Financial decisions made with input from both men and women have better outcomes, so you can use your marriage to your advantage.

Last week Christine Lagarde announced a new policy for the International Monetary Fund going forward. She promised it would be more diversified than the one set forth by her predecessor, Dominique Strauss-Kahn. Her decision to do this is supported by scientific studies that suggest heterogeneous groups make better decisions than those with a uniform background, because they integrate new viewpoints. This leads to better information processing.

The concept, novel enough to hit the newspapers, is one that can apply to family finances as well. While women may under-invest and be more risk averse than men, at least one study revealed that the latter over-trade and thereby glean poorer results than their female counterparts. The study attributed the results to male overconfidence.

Since investment club studies suggest that mixed clubs outperform single sex, it is reasonable to assume that family finances could be strengthened in the same way. A better outcome could be achieved with partners working together to mange investments. They could introduce perspectives that one working along might not have thought of.

The logic behind this concept may, in part, be due to different minor inherent neurobiological traits of the sexes. They can complement each other. Decision outcomes are stronger when different points of view are cooperatively used together. Weaknesses are cancelled out and strong points can be are accentuated.

In a previous article on Health Care Professionals Live, I noted “By working alone, men and women are not able to exhibit their full strengths because they don’t have balance from the opposite sex. But, by working together, they do. The interplay of gender traits improves decision making ability, which leads to more solid investment decisions.”

Like Legarde’s reorganization of the IMF, a re-structuring of marital investment decisions is forward looking and may be just the trick to future proof a portfolio. An extra added advantage is that the partner who is involved little or not at all will become more familiar with family assets and investment decision-making should he or she have to do it alone one day.

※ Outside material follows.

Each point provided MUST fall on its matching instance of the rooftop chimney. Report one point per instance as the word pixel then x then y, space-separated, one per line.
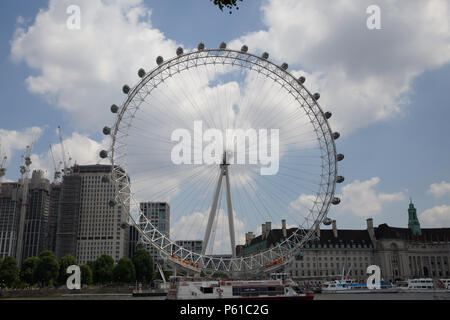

In my experience, sharing all investment decisions can be cumbersome and time consuming and the division is rarely equal. Still, partners can make a pre-determination to share under special circumstances. For example, if there is a problem or an unusual decision comes up or if there is a new direction in the portfolio. By escalating marital cooperation to better balance male and female attributes and weaknesses, a good investment approach can be made even better. It is one easy way to future proof a portfolio.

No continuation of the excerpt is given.